- The names of 100 prisoners are placed in 100 wooden boxes, one name to a box, and the boxes are lined up on a table in a room.
- One by one, the prisoners are led into the room; each may look in at most 50 boxes, but must leave the room exactly as he found it and is permitted no further communication with the others.
- The prisoners have a chance to plot their strategy in advance, and they are going to need it, because unless every single prisoner finds his own name all will subsequently be executed.
Find a strategy for them which has probability of success (all prisoners' survival) exceeding 30%.
Comment: If each prisoner examines a random set of 50 boxes, their probability of survival is an unenviable $1 /2^{100} \approx 0.0000000000000000000000000000008 $. They could do worse—if they all look in the same 50 boxes, their chances drop to zero. 30% seems ridiculously out of reach—but yes, you heard the problem correctly.
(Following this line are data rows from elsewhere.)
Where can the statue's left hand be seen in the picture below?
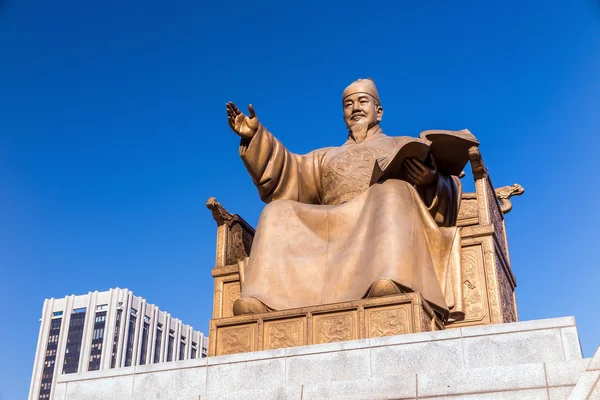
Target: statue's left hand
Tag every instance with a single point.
(246, 127)
(420, 173)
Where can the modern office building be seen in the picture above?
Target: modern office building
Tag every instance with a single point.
(103, 330)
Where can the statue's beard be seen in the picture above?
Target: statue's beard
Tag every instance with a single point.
(359, 132)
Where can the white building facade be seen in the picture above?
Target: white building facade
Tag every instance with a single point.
(102, 330)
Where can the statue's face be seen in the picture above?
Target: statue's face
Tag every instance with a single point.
(361, 108)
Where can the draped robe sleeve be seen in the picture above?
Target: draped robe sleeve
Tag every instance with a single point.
(443, 202)
(280, 174)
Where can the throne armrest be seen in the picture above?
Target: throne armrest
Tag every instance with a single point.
(234, 235)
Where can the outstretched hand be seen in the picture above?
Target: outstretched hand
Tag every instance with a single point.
(245, 127)
(420, 173)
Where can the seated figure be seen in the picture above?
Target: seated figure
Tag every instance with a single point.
(328, 236)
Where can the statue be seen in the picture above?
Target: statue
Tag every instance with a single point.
(328, 235)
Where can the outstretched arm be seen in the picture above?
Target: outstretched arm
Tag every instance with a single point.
(277, 173)
(440, 193)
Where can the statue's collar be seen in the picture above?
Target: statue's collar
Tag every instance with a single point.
(373, 133)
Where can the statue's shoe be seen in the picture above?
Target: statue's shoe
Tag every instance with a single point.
(383, 287)
(248, 305)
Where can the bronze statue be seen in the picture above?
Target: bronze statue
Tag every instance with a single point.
(329, 235)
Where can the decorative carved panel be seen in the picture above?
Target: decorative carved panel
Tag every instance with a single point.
(473, 283)
(387, 321)
(237, 339)
(284, 333)
(373, 317)
(506, 295)
(468, 208)
(231, 292)
(330, 328)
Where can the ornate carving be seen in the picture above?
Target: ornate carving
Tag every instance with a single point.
(506, 295)
(492, 284)
(471, 284)
(505, 193)
(231, 292)
(477, 166)
(337, 328)
(426, 322)
(235, 235)
(239, 243)
(332, 322)
(236, 340)
(285, 334)
(220, 214)
(217, 304)
(348, 174)
(468, 208)
(388, 322)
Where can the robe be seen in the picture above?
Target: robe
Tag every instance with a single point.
(325, 235)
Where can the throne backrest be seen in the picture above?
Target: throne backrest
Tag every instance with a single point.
(488, 281)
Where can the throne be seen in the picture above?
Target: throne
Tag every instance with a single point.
(488, 284)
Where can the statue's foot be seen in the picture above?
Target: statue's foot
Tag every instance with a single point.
(248, 305)
(383, 287)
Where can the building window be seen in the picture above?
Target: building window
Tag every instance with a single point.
(171, 345)
(182, 348)
(113, 361)
(130, 339)
(73, 350)
(48, 371)
(144, 348)
(97, 338)
(157, 344)
(194, 350)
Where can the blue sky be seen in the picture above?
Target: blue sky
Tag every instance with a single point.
(113, 134)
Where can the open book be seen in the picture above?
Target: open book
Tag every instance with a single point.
(450, 149)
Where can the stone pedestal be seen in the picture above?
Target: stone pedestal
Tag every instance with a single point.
(525, 360)
(367, 318)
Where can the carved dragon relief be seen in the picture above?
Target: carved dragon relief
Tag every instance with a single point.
(505, 193)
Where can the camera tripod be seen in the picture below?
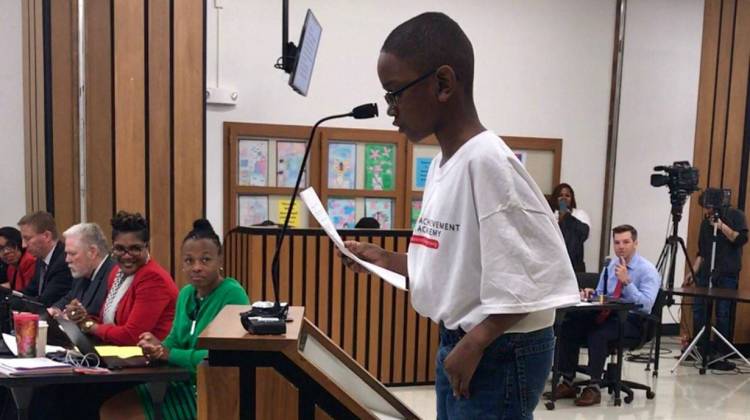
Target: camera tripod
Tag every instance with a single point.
(692, 349)
(665, 265)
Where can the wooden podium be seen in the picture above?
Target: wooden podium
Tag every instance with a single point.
(300, 375)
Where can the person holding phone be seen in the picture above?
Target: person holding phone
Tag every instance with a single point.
(629, 278)
(574, 223)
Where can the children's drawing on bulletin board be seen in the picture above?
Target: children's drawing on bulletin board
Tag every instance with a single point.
(284, 208)
(421, 167)
(521, 155)
(379, 167)
(342, 160)
(252, 209)
(289, 155)
(416, 208)
(381, 209)
(342, 212)
(253, 163)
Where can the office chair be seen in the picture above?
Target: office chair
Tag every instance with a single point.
(651, 321)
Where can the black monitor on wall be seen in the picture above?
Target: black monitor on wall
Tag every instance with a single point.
(304, 59)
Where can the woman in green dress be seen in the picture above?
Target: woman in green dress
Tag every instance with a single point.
(197, 305)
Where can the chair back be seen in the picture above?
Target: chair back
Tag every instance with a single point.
(652, 322)
(587, 280)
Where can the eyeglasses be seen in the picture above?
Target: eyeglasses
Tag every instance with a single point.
(391, 98)
(7, 248)
(133, 250)
(188, 262)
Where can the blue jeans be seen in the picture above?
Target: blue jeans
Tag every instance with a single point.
(723, 307)
(508, 381)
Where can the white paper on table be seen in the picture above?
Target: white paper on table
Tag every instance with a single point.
(312, 201)
(10, 342)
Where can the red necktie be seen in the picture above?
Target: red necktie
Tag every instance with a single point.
(604, 314)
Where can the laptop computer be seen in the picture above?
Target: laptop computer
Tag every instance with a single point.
(85, 346)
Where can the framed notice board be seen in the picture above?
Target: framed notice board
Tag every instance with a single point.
(357, 173)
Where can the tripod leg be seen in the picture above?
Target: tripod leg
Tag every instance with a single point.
(687, 258)
(689, 349)
(734, 349)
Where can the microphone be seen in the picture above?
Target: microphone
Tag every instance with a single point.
(10, 292)
(262, 319)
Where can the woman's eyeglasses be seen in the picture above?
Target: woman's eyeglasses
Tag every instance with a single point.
(132, 250)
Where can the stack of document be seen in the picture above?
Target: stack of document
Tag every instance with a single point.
(33, 366)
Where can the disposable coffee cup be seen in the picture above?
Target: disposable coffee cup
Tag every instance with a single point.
(41, 339)
(26, 326)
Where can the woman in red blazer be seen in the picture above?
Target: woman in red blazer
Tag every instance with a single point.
(21, 264)
(141, 295)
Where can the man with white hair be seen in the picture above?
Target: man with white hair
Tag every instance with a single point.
(87, 256)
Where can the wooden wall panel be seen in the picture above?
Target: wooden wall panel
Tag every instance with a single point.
(99, 135)
(188, 72)
(139, 74)
(64, 72)
(159, 132)
(720, 149)
(736, 135)
(130, 112)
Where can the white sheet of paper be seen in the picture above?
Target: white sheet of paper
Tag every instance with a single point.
(10, 342)
(312, 201)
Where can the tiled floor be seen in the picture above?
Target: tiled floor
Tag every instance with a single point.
(684, 394)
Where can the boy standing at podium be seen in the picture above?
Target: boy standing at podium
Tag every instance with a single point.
(486, 259)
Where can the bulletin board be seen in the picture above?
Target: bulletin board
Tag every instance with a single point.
(356, 172)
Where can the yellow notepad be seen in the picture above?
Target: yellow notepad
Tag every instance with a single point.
(119, 351)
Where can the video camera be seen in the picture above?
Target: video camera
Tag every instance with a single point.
(716, 198)
(681, 179)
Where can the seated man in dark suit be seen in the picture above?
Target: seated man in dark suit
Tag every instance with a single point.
(629, 278)
(87, 255)
(52, 278)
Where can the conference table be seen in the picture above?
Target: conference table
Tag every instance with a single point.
(157, 378)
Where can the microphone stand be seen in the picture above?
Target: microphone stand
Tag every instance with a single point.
(262, 319)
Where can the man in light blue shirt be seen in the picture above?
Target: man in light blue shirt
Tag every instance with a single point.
(629, 278)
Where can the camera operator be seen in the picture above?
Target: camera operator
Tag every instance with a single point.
(731, 234)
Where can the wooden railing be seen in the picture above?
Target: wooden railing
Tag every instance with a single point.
(367, 317)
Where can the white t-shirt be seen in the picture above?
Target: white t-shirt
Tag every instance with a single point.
(486, 242)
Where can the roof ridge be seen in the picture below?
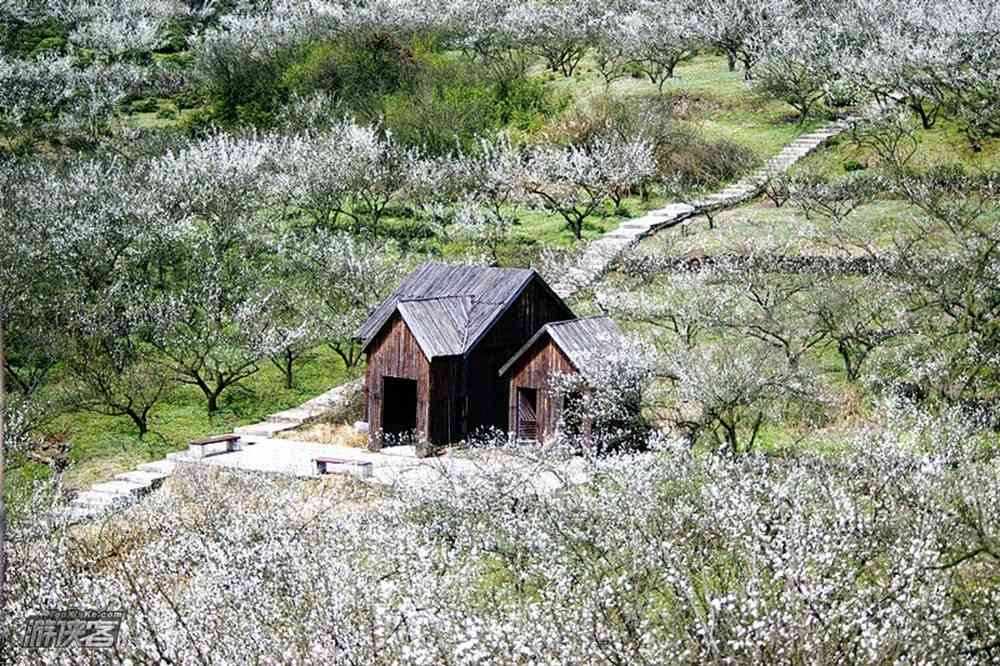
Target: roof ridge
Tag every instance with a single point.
(561, 322)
This problem was sourced from the excellent, "Seven Puzzles You Think You Must Not Have Heard Correctly," (Note - link includes solutions!) Compiled by Peter Winkler
This is the hardest brainteaser that I've ever actually been able to solve. (Eventually, anyway - I spent my spare time for a couple of weeks on it, and at the time, even though I found the solution, I lacked the math skills to calculate the precise odds of the optimal solution working.) Can you explain the solution without too much mathematical background (less than what the linked solution assumes)?